Friday, January 11, 2013

Hurtzel

Elizabeth Wurtzel and I are cut from the same cloth.

I remember when her book, Prozac Nation, came out. I was 24 and living in Chicago. The 90s raged and whined. I didn't read the book as I had plenty of attractive self-obsessed depressed women in my life, thankyouverymuch.

A few days ago I read her piece in NY Mag. Although not someone I could probably bear an afternoon coffee with, much less a "carafe of Italian wine," or a session of googling ourselves on our iPads, the fact is she is a startlingly good writer. And while I'm not really a fan (anymore) of the confessional essay, there are things in this article that resonate deeply with me.

I also had a wretched 2012. It was the kind of year that brings you to your knees for the sheer brutality of its offenses. Mercy. You win. Uncle and I give. Jesus Christ.
But then how many lost connections make up a life?
Trent Reznor really was the voice of our generation when he sang, "I hurt myself today to see if I still feel." Millennials, take this, please. By this I mean everything - the trajectory of our lives, our country, our politic, our planet, our existence. Generations X and Y (was there a Z?) blew it. We can't handle it. In 3rd grade we stopped school because we watched the space shuttle land. In 8th grade we stopped because it blew up. We suffered Iran-Contra, Donna Rice, Clinton and Lewinsky. Kurt Cobain spoke the truth and then shot himself in the head. Before I start sounding too much like that Billy Joel song, just know that it's all yours. You and your president, your internet, your optimism.
I never wanted to be a millionaire or a billionaire or anything at all like that, because the happiest thing would be doing what I love. Which is how it turned out, and so it goes with talented and thoughtful people who move to places like New York and L.A. and Chicago and Austin and wherever else you take your wits these days. It isn’t just creative types, also public­-interest lawyers and public-­intellectual academics and political thinkers—collectively, the professional class. In a city, these are the people who make the place vital and fun.

But these are people who soon won’t exist anymore. Soon New York will be nothing but a metropolis of the very rich and those who serve them—and the lucky and desperate still hanging on. All of the fun jobs are disappearing.
Walking down the street in Manhattan, if you can find a quiet spot, and listen very closely, you can almost hear it. It's a high-pitched hissisng whine. It's the sound of an island losing its soul.
Look at how we live: We communicate in text messages and e-mails; even those of us old enough to have lived in a world where landline was not a word because it’s all there was have fallen into this lazy substitute for human contact. I have. When I was young...if I needed to tell a friend, an acquaintance, or the customer-service person from AT&T the smallest thing, I had to talk to him. Every day, many times a day, whether I felt like it or not, I spoke to people, lots of people. It is as obvious from a voice as it is not from print if all is well. Now...I may speak with people I care about only in type. When you add the mistake of Facebook and Twitter into this equation, very bad things can happen: The illusion of friendship defeats the real thing. Someone who people believe they care about and cannot live without could end up dead.
If you're still reading this, call your mom and tell her that you love her. 

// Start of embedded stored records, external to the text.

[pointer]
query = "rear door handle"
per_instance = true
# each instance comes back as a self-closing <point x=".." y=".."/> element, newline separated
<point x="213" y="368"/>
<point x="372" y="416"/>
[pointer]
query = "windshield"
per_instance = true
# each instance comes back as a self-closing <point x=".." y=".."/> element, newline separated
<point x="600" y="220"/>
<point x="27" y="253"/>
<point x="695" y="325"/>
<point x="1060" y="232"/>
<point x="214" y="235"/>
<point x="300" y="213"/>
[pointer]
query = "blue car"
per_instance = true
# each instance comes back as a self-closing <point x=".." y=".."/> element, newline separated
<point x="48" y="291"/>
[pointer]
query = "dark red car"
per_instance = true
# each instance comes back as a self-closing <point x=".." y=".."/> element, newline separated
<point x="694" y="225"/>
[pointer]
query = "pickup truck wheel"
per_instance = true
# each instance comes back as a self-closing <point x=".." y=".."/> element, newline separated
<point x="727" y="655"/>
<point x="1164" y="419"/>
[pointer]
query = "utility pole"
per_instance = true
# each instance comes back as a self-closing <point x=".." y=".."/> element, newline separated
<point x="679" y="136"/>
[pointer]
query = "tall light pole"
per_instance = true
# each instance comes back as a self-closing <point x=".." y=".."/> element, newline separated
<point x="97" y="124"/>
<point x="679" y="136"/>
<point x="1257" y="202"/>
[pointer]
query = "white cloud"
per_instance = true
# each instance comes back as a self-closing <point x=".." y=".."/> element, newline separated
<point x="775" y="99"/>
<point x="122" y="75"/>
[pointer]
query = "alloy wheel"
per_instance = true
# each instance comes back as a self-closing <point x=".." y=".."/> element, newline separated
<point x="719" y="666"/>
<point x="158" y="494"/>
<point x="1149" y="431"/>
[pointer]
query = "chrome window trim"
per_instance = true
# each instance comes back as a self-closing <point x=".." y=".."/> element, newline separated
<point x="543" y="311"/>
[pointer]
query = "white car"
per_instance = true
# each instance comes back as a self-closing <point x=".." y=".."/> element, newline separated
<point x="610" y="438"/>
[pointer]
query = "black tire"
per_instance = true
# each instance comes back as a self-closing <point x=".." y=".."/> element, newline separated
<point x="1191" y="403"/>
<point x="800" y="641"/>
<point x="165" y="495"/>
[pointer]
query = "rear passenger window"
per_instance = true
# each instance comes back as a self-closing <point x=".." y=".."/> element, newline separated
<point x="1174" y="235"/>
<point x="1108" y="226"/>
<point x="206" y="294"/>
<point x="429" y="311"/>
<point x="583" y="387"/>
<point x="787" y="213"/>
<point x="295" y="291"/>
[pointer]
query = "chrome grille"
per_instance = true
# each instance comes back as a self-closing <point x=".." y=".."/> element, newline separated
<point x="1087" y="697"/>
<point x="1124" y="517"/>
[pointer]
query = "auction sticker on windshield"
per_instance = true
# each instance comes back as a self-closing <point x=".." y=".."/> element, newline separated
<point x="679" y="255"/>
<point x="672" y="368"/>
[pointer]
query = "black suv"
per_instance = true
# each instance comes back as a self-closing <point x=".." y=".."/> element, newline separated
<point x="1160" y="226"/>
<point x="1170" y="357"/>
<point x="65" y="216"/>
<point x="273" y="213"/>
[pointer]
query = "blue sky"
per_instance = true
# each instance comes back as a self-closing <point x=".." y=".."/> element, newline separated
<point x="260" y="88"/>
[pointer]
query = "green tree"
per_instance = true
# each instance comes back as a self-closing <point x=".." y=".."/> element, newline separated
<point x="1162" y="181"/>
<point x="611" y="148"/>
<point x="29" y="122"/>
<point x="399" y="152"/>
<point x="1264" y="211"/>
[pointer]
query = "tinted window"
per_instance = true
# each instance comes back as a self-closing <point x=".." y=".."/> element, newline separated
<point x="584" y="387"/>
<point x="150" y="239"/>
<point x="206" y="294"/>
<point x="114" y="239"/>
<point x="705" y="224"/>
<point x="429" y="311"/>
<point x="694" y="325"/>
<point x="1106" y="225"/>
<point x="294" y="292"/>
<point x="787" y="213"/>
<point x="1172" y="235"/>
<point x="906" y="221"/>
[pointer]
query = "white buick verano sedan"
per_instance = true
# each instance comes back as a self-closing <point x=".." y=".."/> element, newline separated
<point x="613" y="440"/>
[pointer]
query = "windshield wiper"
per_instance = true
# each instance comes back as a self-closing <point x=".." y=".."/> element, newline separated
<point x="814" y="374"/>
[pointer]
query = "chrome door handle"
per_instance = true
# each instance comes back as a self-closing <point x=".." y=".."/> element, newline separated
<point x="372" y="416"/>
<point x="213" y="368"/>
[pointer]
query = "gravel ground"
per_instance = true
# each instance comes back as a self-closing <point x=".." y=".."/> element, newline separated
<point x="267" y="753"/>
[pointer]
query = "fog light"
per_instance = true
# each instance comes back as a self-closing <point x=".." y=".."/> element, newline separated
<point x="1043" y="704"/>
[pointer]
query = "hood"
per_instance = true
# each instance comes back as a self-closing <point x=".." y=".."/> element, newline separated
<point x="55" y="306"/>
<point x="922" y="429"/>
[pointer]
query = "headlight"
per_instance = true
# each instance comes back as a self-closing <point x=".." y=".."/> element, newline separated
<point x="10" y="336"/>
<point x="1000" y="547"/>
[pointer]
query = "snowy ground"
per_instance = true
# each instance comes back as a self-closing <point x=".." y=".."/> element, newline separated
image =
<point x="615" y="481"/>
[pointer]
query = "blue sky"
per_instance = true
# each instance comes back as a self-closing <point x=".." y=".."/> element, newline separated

As much as I hate to admit it - and there's plenty of hate out there, Wurtzel's rambling mess of an essay touched me. It's not empathy - my god, you live in Chelsea east of 8th Avenue yet consider yourself homeless...hang in there, Lizzy - but rather a recognition of that voice. The one that refuses to grow up. The one that gets an advanced degree on a lark. (I got one on a lark, with a Lark, and will be paying for it until I'm 53, by Sallie Mae's calculation.) I know that shrill, annoying, whiny self-self-self voice. It lives in my head.